Review – F by Daniel Kehlmann
I have been trawling lists again. Last year it was the Booker Longlist, which I attacked with unseemly optimism and basically fizzled after about 8 books (I am a slow reader). In December I started on the New York Times 100 Most Notable Books (of which about 20 are fiction, where I tend to nest). I also genuflect at the feet of the NYT book editors – they remain for me the best arbiters of quality writing.
First up – F by Daniel Kehlmann. Who? Exactly. I had never heard of him. He is an young Austrian/German author who is a really big deal in Germany, having struck literary gold a few years back with a novel about the poetics of science called Measuring Time.
F is an odd and riveting little novel, deeply intellectual and concerned with gravid issues of many stripes. The book has 3 main characters (there are others, but all subsumed into background). They are brothers, or more accurately twins and a stepbrother. While some background expository is given, the action, such as it is, takes place in the recent past. The stepbrother is an obese and stolidly atheist Roman catholic priest, through whom the author spelunks issues of faith and reason. The one twin is an asset manager who has lost all of his client’s money through mismanagement and Ponzi-style desperation and who is falling off the edge of sanity as he world collapses around him. The other twin is a failed artist, but spectacularly successful forger of one ageing, famous and reclusive artist, with whom he enters into a relationship as carer, lover, hospice and forger-with-permission (and here we get deep into the territory of ‘what is art, really?’).
The three brothers are not close, they intersect at odd angles and in times of need. Kehlmann uses this wobbly fictional scaffold to basically write a series of essays about matters that obviously are close to him and the resulting novel is a bit uneven, but peppered with wonderful insights about art and parenting and faith and money and selfishness and sanity, and salted with unusual dialogue and slightly off-key scenes and strange narrative colours.

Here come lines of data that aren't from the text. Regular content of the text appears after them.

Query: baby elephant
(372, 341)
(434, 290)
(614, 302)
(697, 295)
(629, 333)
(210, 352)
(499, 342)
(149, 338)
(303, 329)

There is one small section of the book where Kehlmann describes the life of the brother’s paternal grandfather, and then his father, and then his father, and then his father, and so on for about 20 generations (!), right back to feudal Europe, without no more than one paragraph given to each father. It does not drive the story forward one iota, but it was so off the wall that I imagined that Kehlmann had smoked a joint when he described the grandfather’s life, and just kept going backwards until it burnt his lip.
Weird. Magnetic. Different. Somewhat satisfying. Maybe even more than that.